Tu as fait, avant de faire du cinéma, une école d’Arts Décoratifs, est-ce que tu as un rapport particulier à l’architecture ?
S.W : Je n’y connais pas grand chose mais cela m’intéresse. Je suis plus passé par le dessin quand j’étais en Arts Décoratifs, je passais mon temps à cela, maintenant je ne dessine quasiment plus. Et à l’école j’avais fait un peu de scénographie, j’avais un peu appris à penser les espaces mais pas de manière aussi monumentale bien sûr.
« On est tous sur des registres bien différents et c’est l’intelligence de Stéphane de trouver le bon équilibre pour que cela fonctionne »
Tu joues le collaborateur de Johan Otto von Spreckelsen, joué par Claes Bang, acteur danois qui a appris le français pour le rôle. Comment vous avez construit sur le tournage cette relation entre respect et friction ?
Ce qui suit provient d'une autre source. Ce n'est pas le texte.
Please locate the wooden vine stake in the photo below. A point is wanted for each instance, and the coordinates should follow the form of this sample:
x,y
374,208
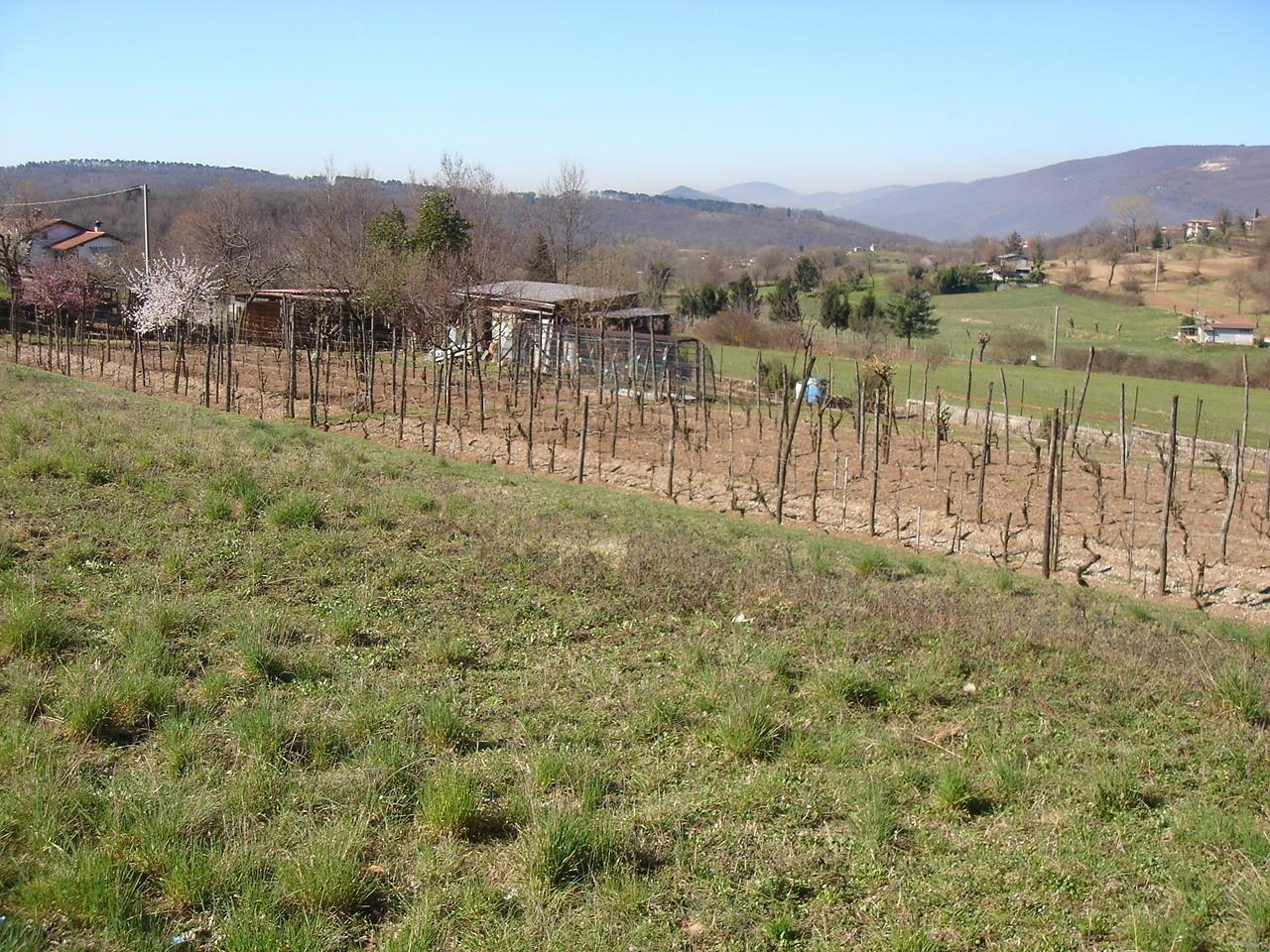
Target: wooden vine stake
x,y
1170,466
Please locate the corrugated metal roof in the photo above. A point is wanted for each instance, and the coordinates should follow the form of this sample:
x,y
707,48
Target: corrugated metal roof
x,y
81,239
1229,325
638,312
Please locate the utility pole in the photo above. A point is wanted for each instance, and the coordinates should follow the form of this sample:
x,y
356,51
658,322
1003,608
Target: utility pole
x,y
1053,356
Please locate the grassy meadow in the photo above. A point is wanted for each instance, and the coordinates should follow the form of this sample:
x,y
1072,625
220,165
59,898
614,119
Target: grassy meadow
x,y
264,688
1037,390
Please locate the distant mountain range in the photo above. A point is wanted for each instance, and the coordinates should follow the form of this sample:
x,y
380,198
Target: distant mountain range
x,y
705,221
1183,181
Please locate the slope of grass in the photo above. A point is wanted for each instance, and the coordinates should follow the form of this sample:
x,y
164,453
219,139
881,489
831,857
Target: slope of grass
x,y
452,707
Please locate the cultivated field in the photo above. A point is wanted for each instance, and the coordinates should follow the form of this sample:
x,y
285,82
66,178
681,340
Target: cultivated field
x,y
271,688
724,456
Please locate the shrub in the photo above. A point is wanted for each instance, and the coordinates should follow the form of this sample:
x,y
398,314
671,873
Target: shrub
x,y
742,329
568,847
296,511
1016,348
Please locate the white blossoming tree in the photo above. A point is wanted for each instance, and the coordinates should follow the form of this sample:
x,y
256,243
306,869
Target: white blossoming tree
x,y
176,294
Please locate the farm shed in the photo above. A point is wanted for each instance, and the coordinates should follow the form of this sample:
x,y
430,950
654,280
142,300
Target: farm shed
x,y
263,318
550,302
625,361
1228,331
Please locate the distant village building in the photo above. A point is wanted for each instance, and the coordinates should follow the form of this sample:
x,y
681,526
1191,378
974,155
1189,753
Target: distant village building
x,y
54,238
1239,333
1007,267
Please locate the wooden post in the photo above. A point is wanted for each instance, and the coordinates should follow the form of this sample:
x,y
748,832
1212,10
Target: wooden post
x,y
1048,522
1243,429
1170,466
1005,398
1191,471
670,451
983,454
873,485
1080,404
1236,465
581,439
969,379
1124,449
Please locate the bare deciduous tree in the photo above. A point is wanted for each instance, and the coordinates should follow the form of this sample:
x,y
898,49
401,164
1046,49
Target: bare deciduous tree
x,y
564,218
1133,211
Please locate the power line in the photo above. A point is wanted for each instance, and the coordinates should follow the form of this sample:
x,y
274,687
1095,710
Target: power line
x,y
64,200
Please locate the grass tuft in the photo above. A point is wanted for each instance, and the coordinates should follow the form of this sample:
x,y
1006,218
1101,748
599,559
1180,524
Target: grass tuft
x,y
566,848
296,511
853,687
875,817
31,627
326,873
871,562
114,706
1241,694
749,730
443,725
451,802
1115,792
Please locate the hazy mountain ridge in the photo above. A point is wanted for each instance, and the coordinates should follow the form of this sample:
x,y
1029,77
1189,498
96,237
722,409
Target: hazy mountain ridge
x,y
705,221
1184,181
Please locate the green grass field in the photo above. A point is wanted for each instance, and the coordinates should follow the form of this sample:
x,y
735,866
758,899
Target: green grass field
x,y
264,688
1146,330
1040,389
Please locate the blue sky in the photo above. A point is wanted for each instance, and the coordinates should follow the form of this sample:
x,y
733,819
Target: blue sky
x,y
644,95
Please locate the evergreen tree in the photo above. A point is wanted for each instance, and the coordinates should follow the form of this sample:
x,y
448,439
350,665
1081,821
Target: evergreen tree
x,y
388,232
743,295
866,308
835,304
807,275
784,299
443,229
912,315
S.W : Cela s’est fait de façon assez fluide avec Claes. C’est quelque chose qui se passe un peu avec tous les autres acteurs dans le film je trouve, on est tous sur des registres bien différents et c’est l’intelligence de Stéphane et du casting de trouver le bon équilibre pour que cela fonctionne ensemble et que cela crée un monde. Moi j’étais content de pouvoir parler un peu en anglais. Stéphane avait à cœur de me dire “tu n’es pas au dessus de lui mais tu n’es pas en dessous”, donc il fallait trouver cette juste place entre respect mutuel et défense de ses propres limites.
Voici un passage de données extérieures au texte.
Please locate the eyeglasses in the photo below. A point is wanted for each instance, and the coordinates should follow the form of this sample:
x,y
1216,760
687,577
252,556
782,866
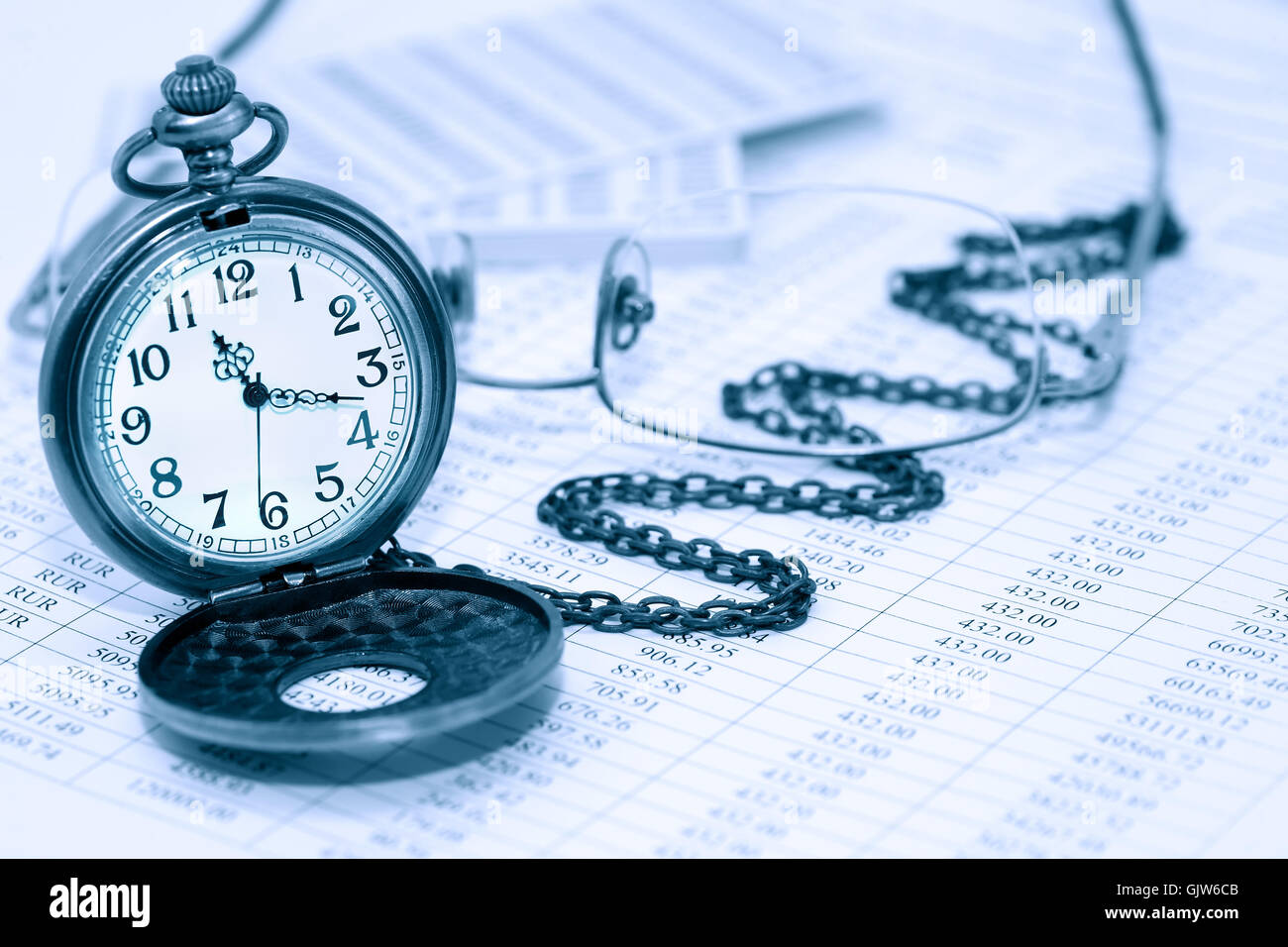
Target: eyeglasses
x,y
846,321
Vous avez deux visions dans le film, tu joues quelqu’un de pragmatique et Claes Bang joue le “jusqu’au boutisme”, dans ta vie tu te ranges de quel côté ?
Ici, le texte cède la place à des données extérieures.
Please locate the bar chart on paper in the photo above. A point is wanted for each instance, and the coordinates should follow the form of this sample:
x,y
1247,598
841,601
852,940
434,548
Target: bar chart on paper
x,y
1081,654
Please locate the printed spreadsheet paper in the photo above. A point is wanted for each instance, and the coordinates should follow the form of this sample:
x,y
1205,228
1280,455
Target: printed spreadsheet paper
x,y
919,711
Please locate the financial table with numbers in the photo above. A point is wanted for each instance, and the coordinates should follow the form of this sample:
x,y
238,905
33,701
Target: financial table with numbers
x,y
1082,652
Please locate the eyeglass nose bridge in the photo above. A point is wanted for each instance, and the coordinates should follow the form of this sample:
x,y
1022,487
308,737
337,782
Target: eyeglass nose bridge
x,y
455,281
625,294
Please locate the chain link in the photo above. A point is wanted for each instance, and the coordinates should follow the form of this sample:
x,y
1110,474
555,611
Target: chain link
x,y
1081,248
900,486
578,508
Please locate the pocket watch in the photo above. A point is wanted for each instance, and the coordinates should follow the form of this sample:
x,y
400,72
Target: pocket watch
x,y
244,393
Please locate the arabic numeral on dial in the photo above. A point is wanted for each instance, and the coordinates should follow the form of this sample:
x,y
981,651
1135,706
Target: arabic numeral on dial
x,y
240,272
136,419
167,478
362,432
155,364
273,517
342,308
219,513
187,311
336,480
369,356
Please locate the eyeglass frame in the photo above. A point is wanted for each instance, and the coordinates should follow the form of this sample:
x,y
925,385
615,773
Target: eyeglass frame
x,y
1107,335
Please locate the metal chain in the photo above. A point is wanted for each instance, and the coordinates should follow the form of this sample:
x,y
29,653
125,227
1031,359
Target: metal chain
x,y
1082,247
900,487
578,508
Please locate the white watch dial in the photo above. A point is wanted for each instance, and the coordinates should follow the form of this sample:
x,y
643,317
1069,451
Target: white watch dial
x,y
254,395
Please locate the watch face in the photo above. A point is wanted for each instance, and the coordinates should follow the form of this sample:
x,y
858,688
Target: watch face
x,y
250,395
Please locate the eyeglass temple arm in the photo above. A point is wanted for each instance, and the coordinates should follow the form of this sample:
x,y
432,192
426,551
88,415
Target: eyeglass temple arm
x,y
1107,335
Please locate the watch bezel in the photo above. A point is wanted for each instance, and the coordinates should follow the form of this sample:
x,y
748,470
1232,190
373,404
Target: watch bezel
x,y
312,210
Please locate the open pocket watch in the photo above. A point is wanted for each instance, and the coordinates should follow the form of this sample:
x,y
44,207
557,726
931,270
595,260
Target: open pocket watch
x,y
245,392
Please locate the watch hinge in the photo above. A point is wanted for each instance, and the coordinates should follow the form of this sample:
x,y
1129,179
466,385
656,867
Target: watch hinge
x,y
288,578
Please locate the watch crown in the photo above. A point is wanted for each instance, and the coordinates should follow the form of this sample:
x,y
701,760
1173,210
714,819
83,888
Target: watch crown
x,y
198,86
S.W : Je pense que c’est un équilibre entre les deux. Le métier de comédien c’est un métier où l’imagination, l’imaginaire, à une place extrêmement importante et donc une certaine forme d’idéalisme et de poésie. Et en même il faut quelque chose de très ancré, de très terrien, de pragmatique justement. Donc je dirais que je me situe à peu près entre les deux, après c’est une frontière mouvante.
« Je pense qu’il y a une volonté de Stéphane d’éclairer le présent par un moment du passé où les choses étaient déjà en chemin. »
Le film parle aussi du rapport entre l’art et la politique, en étant né dans les années 80, est-ce que c’est quelque chose qui t’a marqué à l’époque ?
S.W : Ce qui est intéressant c’est qu’il y a une réunion dans le film avec Alain Juppé et en fait cela raconte quelque chose sur la société dans laquelle on est aujourd’hui. Sur la question du financement privé, de l’entreprise privée. Je pense qu’il y a une volonté de Stéphane d’éclairer le présent par un moment du passé où les choses étaient déjà en chemin.
Est-ce qu’il y a un autre édifice qui t’interpelle ?
S.W : De chez moi, je vois la tour de Choisy, où le haut est en déport. Et de chez moi cela n’a aucun sens, je me disais “mais pourquoi ?” Et il m’est arrivé de la voir une fois de près et j’ai trouvé cela assez impressionnant. Et je me suis dit que selon l’échelle cela ne fait pas le même effet.
Je me rappelle aussi que quand j’étais adolescent il y a eu la construction de la pyramide du Louvre et je trouvais que c’était une hérésie. Je trouvais ça absurde comme idée et maintenant je me suis attaché à cette pyramide.
– Entretien réalisé le 7 octobre à Paris par Julien Vaurillon.